Nüfus sayımı yapmayan hükümet ekonomi cahildir veya korkuları vardır…
Ekonominin ana unsuru mal ve hizmet tüketen kitlelerdir; onların talepleri üreticiler tarafından sağlanıp pazara sunulur. Üretenler, tüketimin hacmini bilip ona göre üretir; üretim için yatırım da bu hacme göre planlanır, projelendirilir ve gerçekleştirilir. Dolayısıyla, ülke nüfusu, mal ve hizmet üretimi için ilk veri tabanıdır.
Ülke nüfusunu bilimeyen devlet, ekonomisini bilimsel yöntemler ile kurgulayamaz; ülkede gelişigüzel pazar faaliyetleri var… Üretici, tüketicilerin ihtiyaçlarını kendince tespit eder, ürettiğini de pazara sunar; eksik artık tüketicinin sorunudur.
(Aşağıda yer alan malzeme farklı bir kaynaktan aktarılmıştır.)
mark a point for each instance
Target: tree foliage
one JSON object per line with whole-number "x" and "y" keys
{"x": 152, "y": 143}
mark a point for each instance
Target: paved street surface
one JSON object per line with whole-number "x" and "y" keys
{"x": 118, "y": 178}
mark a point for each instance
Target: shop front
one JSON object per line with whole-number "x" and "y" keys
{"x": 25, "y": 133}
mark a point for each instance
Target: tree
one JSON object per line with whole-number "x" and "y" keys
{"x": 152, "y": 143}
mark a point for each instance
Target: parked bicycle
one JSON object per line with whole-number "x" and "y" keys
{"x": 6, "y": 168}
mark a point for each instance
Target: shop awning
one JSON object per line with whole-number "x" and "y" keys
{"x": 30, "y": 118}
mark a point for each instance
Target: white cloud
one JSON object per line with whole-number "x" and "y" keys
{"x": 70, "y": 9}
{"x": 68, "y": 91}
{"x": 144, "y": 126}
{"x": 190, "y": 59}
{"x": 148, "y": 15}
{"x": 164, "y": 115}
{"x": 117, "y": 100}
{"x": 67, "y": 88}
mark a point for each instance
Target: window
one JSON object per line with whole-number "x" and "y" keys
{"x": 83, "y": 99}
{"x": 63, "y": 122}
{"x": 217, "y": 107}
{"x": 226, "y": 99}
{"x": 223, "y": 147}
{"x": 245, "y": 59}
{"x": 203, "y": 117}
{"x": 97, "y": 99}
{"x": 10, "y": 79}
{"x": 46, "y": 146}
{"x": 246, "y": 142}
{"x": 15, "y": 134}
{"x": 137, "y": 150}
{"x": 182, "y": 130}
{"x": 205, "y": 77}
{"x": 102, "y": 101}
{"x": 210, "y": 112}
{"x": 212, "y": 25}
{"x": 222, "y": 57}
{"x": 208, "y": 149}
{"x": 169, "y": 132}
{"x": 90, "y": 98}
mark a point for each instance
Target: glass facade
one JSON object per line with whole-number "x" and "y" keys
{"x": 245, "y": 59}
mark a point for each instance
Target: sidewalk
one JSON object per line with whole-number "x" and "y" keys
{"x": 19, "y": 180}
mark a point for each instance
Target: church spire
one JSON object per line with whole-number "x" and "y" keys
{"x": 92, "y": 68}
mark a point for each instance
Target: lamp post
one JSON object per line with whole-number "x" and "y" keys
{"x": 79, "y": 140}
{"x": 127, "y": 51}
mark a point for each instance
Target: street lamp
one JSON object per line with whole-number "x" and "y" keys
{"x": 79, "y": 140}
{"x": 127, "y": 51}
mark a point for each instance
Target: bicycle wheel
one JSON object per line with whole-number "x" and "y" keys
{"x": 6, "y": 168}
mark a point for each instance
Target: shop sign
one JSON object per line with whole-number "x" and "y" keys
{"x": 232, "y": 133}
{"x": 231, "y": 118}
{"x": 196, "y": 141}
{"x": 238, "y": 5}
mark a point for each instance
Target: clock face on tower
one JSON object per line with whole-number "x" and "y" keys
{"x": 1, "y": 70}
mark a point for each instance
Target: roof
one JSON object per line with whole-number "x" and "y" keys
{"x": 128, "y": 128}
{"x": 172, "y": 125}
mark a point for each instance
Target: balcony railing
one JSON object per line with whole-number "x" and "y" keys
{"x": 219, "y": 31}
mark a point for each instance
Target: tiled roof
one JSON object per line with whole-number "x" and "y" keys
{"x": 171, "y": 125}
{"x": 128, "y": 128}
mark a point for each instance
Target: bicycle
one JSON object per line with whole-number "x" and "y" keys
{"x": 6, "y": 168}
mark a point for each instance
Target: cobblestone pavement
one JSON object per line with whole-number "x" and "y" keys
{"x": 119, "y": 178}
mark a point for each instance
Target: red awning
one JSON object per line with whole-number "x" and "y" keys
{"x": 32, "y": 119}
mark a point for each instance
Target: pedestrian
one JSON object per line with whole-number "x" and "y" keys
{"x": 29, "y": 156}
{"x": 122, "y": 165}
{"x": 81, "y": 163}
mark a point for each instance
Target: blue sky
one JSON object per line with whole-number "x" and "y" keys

Arzın tüketimi karşılamadığı mal ve hizmetin fiyatının yüksek olduğu, fazla olduğu durumlarda da fiyatların düşük olduğu gerçeği de var. Üretici ertesi defa üreteceği miktarı bu deneyimle ayarlamaya çalışır. Şu anda KKTC’de olduğu gibi… En güncel örnek de pazara sunulan kırmızı et miktarının düşük olması nedeniyle fiyatının tüketicinin alım gücünün üstünde olması olgusudur. Çözüm pazara sunulacak kırmızı et miktarını artırmaktır; bunun için de KKTC’deki besicilerin canlı hayvan nüfusunu artırması gerekir. Peki, artırsınlar da ne kadar artırmaları gerekiyor? İşte bu sorunun cevabı ülke nüfusunun sayısına bağlıdır. Ve bu bilgiye sahip değiliz… O zaman besici küçük ve büyük baş hayvan nüfusunu artırmak için ne kadar yatırım yapacağını nasıl bilecek?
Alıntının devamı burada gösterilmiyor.